4. Duke 71, No. 16 UNC 69, Mar. 4, 1960: The 1960 ACC Tournament semifinal upset that I described earlier.

3. No. 4 Duke 81, No. 5 UNC 77, Feb. 4, 1961 - Easily the most bitter game in the history of the rivalry. It all centered around Art Heyman, a Long Island prep star who first committed to UNC, but switched to Duke after his stepfather got into a fight with UNC coach Frank McGuire. A year earlier, Heyman was involved in a brutal brawl when he was cold-cocked during a freshman game with UNC in Siler City. The '61 meeting in Durham was so ugly that in the freshman game before the main affair, UNC finished the game with four players after seven were ejected or fouled out. There was a near brawl in the first half of the varsity game and an incident when the teams left the floor at halftime that led to assault charges being filed against Heyman for hitting a male UNC cheerleader (the charges were later dismissed). Through it all, Heyman destroyed Doug Moe, the best defensive player in the ACC in that era. The Duke soph poured in 36 points on 11 of 13 shooting from the floor to push Duke to a safe lead in the final seconds. But with moments remaining, he grabbed UNC's Larry Brown to prevent a meaningless layup. Brown responded by throwing the ball in Heyman's face, then following with a punch. Future NBA exec Donnie Walsh raced off the UNC bench and clobbered Heyman from behind. The scene dissolved into the wildest brawl in ACC history - a fight that lasted 10 minutes before order was restored. Heyman (along with Brown and Walsh) was suspended, but interesting fact - he never lost to UNC again and on his Senior Day, punished the Tar Heels with a career high 40 points and 24 rebounds in a 106-93 rout.

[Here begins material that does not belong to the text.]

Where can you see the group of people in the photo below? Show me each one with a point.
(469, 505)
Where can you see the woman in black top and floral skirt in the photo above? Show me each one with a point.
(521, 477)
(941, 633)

2. No. 1 Duke 77, No. 3 UNC 75, Feb. 28, 1998: North Carolina had blown out Duke earlier in Chapel Hill and seemed to be doing it again in Durham. UNC led by 12 at the half and stretched that to 17 points with just over 11 minutes left to play. That's when freshman Elton Brand, who had missed most of the season with a broken foot, went to work. He scored on four straight possessions to jump-start the comeback. Senior Roshown McLeod also got hot as Duke scored on 15 of 18 possessions to close the gap. Soph Chris Carrawell scored his only basket of the game to tie the score at 75 and moments later, McLeod scored over Antawn Jamison to give Duke its first lead. UNC missed four free throws in the final 10 seconds to give Duke the win and the ACC regular season title. The most memorable image of the day was the shot of senior point guard Steve Wojciechowski racing across the court to leap into Krzyzewski's arms.

1. No. 10 Duke 87, No. 3 UNC 86, 3 OT, Mar. 2, 1968: The Freddie Lind game. The game itself was incredible enough as Duke battled the Final Four bound Tar Heels into triple overtime. But what made the game unique was the unexpected hero. Fred Lind was a junior from Illinois who almost never got off the bench. He had played a total of 33 minutes and scored 12 points - all in garbage time - in Duke's first 23 games. But with All-American center Mike Lewis in foul trouble, the 6-7 Lind was called on to defend 6-11 UNC center Rusty Clark. Lewis ended up with 18 points and 18 rebounds before he fouled out with eight minutes left and the Devils trailing. Lind stepped in and improbably began to make winning plays. He had 16 points and nine rebounds off the bench, hitting two free throws to force the first overtime and an unbelievable 20-foot jumper on the fast break to force a second OT. Veteran Steve Vandenberg made what proved to be the winning basket, but only after Lind had blocked Clark to give him a chance. Thousands of students waited after the game in the area between Duke Indoor Stadium and Card Gym, waiting to carry the unlikely hero to the Chapel. The ride didn't make it that far, but Lind still enjoyed one of the great post-game moments in Duke basketball history.

Re-reading this list, I can't believe the moments I left out - the Robbie West game-winner in 1972 (on the day when Duke Indoor Stadium was renamed Cameron Indoor Stadium) … the great overtime win in 2000, when Jason Williams followed a terrible 40 minutes with a dominant performance in overtime … Dick DeVenzio's great performance in 1969, when Dean Smith said the Tar Heels lost the game two years earlier, when DeVenzio picked Duke over UNC … the delicious 82-50 rout from 2010 or the terrific comeback in 2011 … the triple crown in 1988 … finally breaking the Carmichael jinx in 1985 …

Just too many great moments to talk about them all.

And, I have to admit, I'm sure that Tar Heel fans have just as many terrific memories from their point of view.

That's what makes this series so glorious. Will there be another game for the list tonight?